Salvando la maniquea y falsa caricatura de la oposición entre el arquitecto y el ingeniero, con The General da gusto hablar porque entiende la arquitectura y le gusta, y porque hermana estas dos profesiones en una misma misión.

Por eso me sorprende que diga que le gusta el edificio antiguo, que yo veo como anodino pastiche sin interés alguno (aunque sí: agradable), y que odie el nuevo, que yo veo muy interesante. (Cuando habla de los entornos, de la proximidad al metro y esas cosas sí estoy de acuerdo con él, pero como edificio veo el moderno mucho más eficaz y apropiado).

Le digo que es obra de los arquitectos Luis Laorga y José López Zanón y que es un buen edificio moderno que ganó el concurso en 1963. (Clicando aquí podéis leer un informe).


Me dice: "Te voy a ser sincero: El edificio sumado a su uso (como centro de tortura) es una pesadilla. Y no es acogedor en absoluto para el alumno. Y con este sentir se me hace muy difícil verle las virtudes". Y añade: "Y esto me lleva a una duda que te traslado, a ver qué piensas: ¿Si la mayor parte de los usuarios de un edificio lo detestan, es buen edificio?"
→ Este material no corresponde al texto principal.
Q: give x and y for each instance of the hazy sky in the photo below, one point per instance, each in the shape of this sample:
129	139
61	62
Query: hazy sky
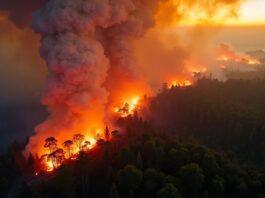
253	11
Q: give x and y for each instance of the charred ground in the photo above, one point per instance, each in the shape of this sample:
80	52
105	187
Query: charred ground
170	155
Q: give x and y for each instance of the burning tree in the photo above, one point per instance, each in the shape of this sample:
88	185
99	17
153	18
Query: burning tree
68	145
51	144
56	157
78	139
86	145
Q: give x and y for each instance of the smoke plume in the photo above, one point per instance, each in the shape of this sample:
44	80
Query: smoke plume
90	50
20	11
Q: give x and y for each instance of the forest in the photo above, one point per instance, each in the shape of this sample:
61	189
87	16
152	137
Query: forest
205	140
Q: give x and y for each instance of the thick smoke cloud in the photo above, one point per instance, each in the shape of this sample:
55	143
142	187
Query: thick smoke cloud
89	49
20	11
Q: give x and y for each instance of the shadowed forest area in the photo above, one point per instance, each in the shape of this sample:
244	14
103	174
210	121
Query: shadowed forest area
205	140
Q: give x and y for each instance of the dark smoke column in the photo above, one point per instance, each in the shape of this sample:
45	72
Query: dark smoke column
76	65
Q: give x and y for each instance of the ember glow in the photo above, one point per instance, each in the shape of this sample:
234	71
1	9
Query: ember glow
128	107
226	54
93	74
180	83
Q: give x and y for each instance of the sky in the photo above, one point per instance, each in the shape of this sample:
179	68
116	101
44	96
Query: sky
253	12
22	71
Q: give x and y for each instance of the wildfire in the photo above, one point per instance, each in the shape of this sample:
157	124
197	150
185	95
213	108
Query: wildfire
225	54
56	156
180	83
128	107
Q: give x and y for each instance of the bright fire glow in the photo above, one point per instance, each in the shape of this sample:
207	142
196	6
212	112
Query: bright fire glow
180	83
128	107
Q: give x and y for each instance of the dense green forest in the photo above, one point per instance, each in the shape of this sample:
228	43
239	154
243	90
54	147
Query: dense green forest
224	115
206	140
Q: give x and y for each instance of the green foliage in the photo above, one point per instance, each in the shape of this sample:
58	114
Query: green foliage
192	177
129	178
169	191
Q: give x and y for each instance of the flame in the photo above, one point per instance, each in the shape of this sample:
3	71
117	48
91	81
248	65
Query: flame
128	107
226	54
179	83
Menuda pregunta. Uf. Es definitiva. No sé qué decir. Pues que no. Claro que no. No puede serlo.

Pero vamos, por el mero placer de debatir, a señalar dos posiciones extremas:

1.- Una de las funciones más importantes de un edificio es satisfacer a sus usuarios, hacerles las cosas agradables, ser limpio con ellos, ser sincero, ayudar a que realicen sus tareas (en este caso dejando entrar bien la luz, estando bien climatizado, siendo cómodo, etcétera). Por lo tanto, si sus usuarios lo detestan es un mal edificio. Sin duda.
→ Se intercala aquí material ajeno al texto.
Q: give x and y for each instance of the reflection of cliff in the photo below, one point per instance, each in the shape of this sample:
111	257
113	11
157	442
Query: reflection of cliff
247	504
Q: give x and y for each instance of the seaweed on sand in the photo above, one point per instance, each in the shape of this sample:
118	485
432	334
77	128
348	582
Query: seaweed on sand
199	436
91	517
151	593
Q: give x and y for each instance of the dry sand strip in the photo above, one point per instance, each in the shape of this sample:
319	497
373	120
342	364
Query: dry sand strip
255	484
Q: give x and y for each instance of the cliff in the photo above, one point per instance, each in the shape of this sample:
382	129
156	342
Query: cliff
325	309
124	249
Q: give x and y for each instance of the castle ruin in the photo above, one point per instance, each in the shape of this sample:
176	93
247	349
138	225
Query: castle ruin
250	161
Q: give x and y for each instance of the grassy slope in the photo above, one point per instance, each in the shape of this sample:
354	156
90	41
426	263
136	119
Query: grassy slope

2.- Supongamos que el edificio sea bueno y los usuarios no sepan, o no puedan, o no estén en condiciones de apreciarlo. Supongamos que lo odien por lo que no es: por la dificultad de las asignaturas, por la dureza de los profesores, por la falta de compañerismo con los demás alumnos... Yo qué sé. En ese caso los usuarios pueden detestar un buen edificio.
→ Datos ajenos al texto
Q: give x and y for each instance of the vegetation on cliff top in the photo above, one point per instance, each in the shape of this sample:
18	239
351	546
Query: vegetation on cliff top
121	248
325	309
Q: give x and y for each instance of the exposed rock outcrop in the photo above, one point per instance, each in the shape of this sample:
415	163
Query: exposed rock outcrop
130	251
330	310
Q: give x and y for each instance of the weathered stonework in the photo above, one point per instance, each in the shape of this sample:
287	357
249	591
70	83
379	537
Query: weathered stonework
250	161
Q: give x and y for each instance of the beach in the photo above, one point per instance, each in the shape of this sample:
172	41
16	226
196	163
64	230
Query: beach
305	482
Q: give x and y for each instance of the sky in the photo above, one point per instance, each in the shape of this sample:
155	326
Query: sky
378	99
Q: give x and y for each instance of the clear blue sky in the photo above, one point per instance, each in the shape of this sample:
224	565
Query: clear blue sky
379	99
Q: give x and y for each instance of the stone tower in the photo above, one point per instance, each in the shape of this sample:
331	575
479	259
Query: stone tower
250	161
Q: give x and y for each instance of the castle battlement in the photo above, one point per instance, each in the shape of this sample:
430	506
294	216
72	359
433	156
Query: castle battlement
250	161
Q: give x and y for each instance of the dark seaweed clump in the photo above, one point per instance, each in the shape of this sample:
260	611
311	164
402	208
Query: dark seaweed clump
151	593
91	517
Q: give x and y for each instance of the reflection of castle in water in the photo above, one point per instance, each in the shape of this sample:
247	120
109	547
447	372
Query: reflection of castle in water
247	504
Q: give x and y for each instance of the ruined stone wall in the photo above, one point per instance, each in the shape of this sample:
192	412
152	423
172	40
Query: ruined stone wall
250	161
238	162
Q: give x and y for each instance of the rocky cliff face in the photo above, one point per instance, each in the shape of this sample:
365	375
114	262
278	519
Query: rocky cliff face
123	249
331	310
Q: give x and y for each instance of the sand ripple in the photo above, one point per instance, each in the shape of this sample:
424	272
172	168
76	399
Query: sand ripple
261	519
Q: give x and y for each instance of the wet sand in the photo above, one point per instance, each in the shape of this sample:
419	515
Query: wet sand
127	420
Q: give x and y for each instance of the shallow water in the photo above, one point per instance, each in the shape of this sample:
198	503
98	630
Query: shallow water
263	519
Pero The General me ha demostrado muchas veces su buen criterio y su fino instinto como para liquidar la conversación con una salida apresurada del tipo: "Tú confundes la calidad arquitectónica con la hostilidad de la carrera". Sí, yo podría argumentar que puede haber una cárcel que sea un magnífico ejemplo de arquitectura, pero que no por ello los reclusos van a ser muy felices en ella. Pero parece ser que la cosa no va por ahí.